Peut-on revenir sur le morceau No Man Is Big Enough for My Arms, dont le titre est tiré de La Veuve Basquiat, le livre qu’a écrit Jennifer Clement sur l’histoire d’amour entre son amie Suzanne Mallouk et Jean-Michel Basquiat ?
Lisa-Kaindé : Nous étions dans la maison de campagne de Richard Russell. Je suis tombée par hasard sur ce livre, qui m’a tout de suite attirée parce qu’il était question de Basquiat. La narratrice y décrit comment, alors qu’elle n’avait que 7 ans et que sa mère avait caché un militaire qui avait fui les combats, ce dernier
lui aurait dit en partant : “Je reviendrai un jour, et je t’épouserai.” Et la fillette de lui répondre : “No man is big enough for my arms.” “Aucun homme n’est assez grand pour mes bras.” À la lecture du texte, ma mâchoire s’est décrochée. Qui oserait dire quelque chose comme ça aujourd’hui ? Quelle femme, adulte, a cette indépendance vis-à-vis des hommes ? Dès le lendemain, j’ai retrouvé Naomi en studio et je lui ai dit : “Nous avons une chanson.”

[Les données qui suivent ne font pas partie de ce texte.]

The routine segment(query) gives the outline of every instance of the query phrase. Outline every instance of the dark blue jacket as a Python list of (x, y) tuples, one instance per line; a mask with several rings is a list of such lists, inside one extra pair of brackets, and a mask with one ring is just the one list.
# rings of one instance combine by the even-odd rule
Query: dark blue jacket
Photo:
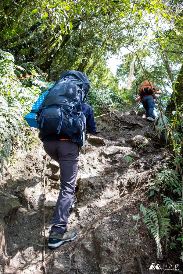
[(94, 134), (97, 131), (97, 127), (92, 108), (88, 104), (83, 102), (82, 111), (86, 119), (86, 130)]
[[(86, 119), (86, 130), (90, 134), (94, 134), (97, 131), (97, 128), (92, 108), (88, 104), (86, 103), (84, 104), (83, 102), (81, 111)], [(39, 133), (39, 137), (41, 140), (44, 142), (50, 141), (59, 140), (61, 138), (66, 138), (65, 136), (62, 136), (60, 134), (44, 135), (41, 132)]]

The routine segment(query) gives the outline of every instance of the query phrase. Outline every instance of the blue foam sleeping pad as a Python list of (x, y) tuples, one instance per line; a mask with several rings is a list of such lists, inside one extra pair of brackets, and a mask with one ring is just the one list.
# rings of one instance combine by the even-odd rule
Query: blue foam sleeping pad
[[(52, 84), (49, 88), (49, 90), (53, 86), (54, 84)], [(41, 95), (36, 101), (32, 108), (32, 110), (37, 109), (40, 104), (47, 95), (49, 90), (47, 90), (44, 92)], [(32, 128), (38, 128), (38, 125), (37, 121), (38, 120), (38, 115), (36, 113), (33, 113), (30, 112), (27, 114), (24, 117), (26, 122), (30, 127)]]

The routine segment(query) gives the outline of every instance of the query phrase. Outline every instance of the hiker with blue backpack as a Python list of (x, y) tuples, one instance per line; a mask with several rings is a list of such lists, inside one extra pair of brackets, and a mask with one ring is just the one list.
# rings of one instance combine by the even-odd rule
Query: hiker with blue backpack
[[(151, 84), (156, 94), (161, 94), (162, 92), (159, 89), (156, 90), (152, 82)], [(135, 99), (135, 102), (140, 101), (146, 111), (146, 120), (149, 122), (154, 121), (153, 112), (155, 107), (154, 93), (148, 81), (145, 81), (142, 85), (138, 93), (139, 97)]]
[(67, 231), (67, 225), (75, 190), (79, 148), (84, 146), (84, 131), (92, 134), (96, 131), (93, 109), (84, 102), (90, 87), (84, 73), (65, 71), (38, 109), (30, 112), (35, 115), (45, 151), (60, 166), (61, 188), (51, 221), (48, 244), (51, 248), (73, 241), (77, 236), (75, 230)]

Vous y avez ajouté l’extrait d’un discours très puissant de Michelle Obama, où l’ex-première dame explique qu’une société peut se juger à la manière dont elle traite ses jeunes filles...
Naomi : Alors que la chanson prenait forme en studio, Donald Trump était élu aux États-Unis. L’homme qui se vantait d’“attraper par la chatte” les femmes...
Dans le morceau Deathless, vous évoquez une histoire plus personnelle. Adolescente, Lisa, vous êtes arrêtée par la police, traitée comme une délinquante à cause de votre coupe afro et de votre couleur de peau...
Lisa-Kaindé : Je comprends qu’il y ait des gens racistes. Parce qu’ils sont ignorants. C’est dégueulasse et inacceptable, mais je le comprends. C’est logique. Ce qui m’a vraiment choquée ce jour-là, c’est l’absence de réaction des témoins de la scène. Qui m’a secourue ? Qui m’a aidée à ramasser mes affaires ? Qui a eu un mot gentil ? Tous sont restés pétrifiés. Être immortel, deathless, comme je le dis dans le morceau, c’est reprendre le pouvoir, agir, changer les choses. Je ne parle pas de révolution, je parle juste d’un mot gentil.